Certain operations use OS calls (such as locking/cyclic barriers) these are often more expensive in a low latency scenario than busy waiting. I suggest trying to busy wait your producer rather than use a CyclicBarrier. You could busy wait your consumer as well but this could be unreasonably expensive on a real system.
#Peter Lawrey
Certain operations use OS calls (such as locking/cyclic barriers)
Those are NOT OS (kernel) calls. Implemented via simple CAS (which on x86 comes w/ free memory fence as well)
One more: dont use ArrayBlockingQueue unless you know why (you use it).
#OP:
Look at ThreadPoolExecutor, it offers excellent producer/consumer framework.
Edit below:
to reduce the latency (baring the busy wait), change the queue to SynchronousQueue add the following like before starting the consumer
...
consumerThread.setPriority(Thread.MAX_PRIORITY);
consumerThread.start();
This is the best you can get.
Edit2:
Here w/ sync. queue.
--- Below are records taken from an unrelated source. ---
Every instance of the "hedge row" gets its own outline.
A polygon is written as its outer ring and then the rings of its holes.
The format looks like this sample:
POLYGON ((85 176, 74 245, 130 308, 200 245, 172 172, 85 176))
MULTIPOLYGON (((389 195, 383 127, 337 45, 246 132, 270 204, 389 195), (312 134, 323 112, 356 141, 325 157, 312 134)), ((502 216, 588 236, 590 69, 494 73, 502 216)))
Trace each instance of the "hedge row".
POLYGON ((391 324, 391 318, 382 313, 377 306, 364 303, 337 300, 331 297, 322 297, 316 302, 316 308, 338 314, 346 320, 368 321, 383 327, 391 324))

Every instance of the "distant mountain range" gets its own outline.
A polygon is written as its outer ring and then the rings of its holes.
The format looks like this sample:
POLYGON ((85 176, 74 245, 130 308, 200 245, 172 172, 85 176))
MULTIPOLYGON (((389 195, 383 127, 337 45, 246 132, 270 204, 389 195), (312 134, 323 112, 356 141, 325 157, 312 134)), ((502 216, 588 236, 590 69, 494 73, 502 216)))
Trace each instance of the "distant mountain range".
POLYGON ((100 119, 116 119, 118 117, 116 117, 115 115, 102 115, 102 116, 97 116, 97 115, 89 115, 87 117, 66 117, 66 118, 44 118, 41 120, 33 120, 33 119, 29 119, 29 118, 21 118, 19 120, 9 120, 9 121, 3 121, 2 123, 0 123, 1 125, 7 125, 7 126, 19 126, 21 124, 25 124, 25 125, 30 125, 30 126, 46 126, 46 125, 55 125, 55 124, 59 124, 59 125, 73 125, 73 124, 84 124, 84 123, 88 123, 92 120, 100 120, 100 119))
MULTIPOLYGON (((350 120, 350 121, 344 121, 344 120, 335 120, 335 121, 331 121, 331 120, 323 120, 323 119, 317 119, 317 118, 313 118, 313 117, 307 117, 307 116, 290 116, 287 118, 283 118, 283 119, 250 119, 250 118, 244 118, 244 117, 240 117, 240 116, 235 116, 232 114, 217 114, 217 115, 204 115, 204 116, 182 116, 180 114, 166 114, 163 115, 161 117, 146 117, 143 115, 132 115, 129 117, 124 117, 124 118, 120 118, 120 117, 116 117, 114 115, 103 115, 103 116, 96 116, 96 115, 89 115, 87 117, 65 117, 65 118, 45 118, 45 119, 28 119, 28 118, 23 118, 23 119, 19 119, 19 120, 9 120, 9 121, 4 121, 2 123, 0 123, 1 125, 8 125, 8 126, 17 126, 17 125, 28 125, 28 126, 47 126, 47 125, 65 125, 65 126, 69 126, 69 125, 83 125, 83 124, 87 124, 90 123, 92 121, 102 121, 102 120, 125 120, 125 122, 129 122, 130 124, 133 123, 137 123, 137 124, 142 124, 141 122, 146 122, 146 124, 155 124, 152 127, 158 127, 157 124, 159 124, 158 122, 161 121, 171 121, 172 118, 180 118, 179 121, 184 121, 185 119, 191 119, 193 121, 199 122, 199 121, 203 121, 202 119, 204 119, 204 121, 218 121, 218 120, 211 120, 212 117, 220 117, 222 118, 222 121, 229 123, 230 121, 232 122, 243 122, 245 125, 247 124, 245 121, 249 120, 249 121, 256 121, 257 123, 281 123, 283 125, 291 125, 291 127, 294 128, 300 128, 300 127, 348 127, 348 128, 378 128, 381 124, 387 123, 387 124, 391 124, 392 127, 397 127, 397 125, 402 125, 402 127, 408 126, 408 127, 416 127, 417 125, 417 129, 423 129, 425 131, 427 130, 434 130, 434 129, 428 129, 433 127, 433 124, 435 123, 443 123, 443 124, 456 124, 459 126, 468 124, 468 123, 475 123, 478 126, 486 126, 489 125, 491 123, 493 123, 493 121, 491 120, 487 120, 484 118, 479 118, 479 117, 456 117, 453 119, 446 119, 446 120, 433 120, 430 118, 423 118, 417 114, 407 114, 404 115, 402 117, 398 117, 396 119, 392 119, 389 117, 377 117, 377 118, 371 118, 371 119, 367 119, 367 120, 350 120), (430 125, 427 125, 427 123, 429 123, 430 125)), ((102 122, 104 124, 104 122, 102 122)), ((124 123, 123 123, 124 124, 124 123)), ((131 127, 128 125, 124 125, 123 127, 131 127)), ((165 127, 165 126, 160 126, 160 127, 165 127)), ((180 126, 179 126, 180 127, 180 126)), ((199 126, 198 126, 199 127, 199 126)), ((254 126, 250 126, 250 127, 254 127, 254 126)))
And not printing the results.
package t1;
import java.math.BigDecimal;
import java.util.concurrent.CountDownLatch;
import java.util.concurrent.SynchronousQueue;
public class QueueTest {
static final int RUNS = 250000;
final SynchronousQueue<Long> queue = new SynchronousQueue<Long>();
int sleep = 1000;
long[] results = new long[0];
public void start(final int runs) throws Exception {
results = new long[runs];
final CountDownLatch barrier = new CountDownLatch(1);
Thread consumerThread = new Thread(new Runnable() {
#Override
public void run() {
barrier.countDown();
try {
for(int i = 0; i < runs; i++) {
results[i] = consume();
}
} catch (Exception e) {
return;
}
}
});
consumerThread.setPriority(Thread.MAX_PRIORITY);
consumerThread.start();
barrier.await();
final long sleep = this.sleep;
for(int i = 0; i < runs; i++) {
try {
doProduce(sleep);
} catch (Exception e) {
return;
}
}
}
private void doProduce(final long sleep) throws InterruptedException {
produce();
}
public void produce() throws InterruptedException {
queue.put(new Long(System.nanoTime()));//new Long() is faster than value of
}
public long consume() throws InterruptedException {
long t = queue.take();
long now = System.nanoTime();
return now-t;
}
public static void main(String[] args) throws Throwable {
QueueTest test = new QueueTest();
System.out.println("Starting + warming up...");
// Run first once, ignoring results
test.sleep = 0;
test.start(15000);//10k is the normal warm-up for -server hotspot
// Run again, printing the results
System.gc();
System.out.println("Starting again...");
test.sleep = 1000;//ignored now
Thread.yield();
test.start(RUNS);
long sum = 0;
for (long elapsed: test.results){
sum+=elapsed;
}
BigDecimal elapsed = BigDecimal.valueOf(sum, 3).divide(BigDecimal.valueOf(test.results.length), BigDecimal.ROUND_HALF_UP);
System.out.printf("Avg: %1.3f micros%n", elapsed);
}
}
If latency is critical and you do not require strict FIFO semantics, then you may want to consider JSR-166's LinkedTransferQueue. It enables elimination so that opposing operations can exchange values instead of synchronizing on the queue data structure. This approach helps reduce contention, enables parallel exchanges, and avoids thread sleep/wake-up penalties.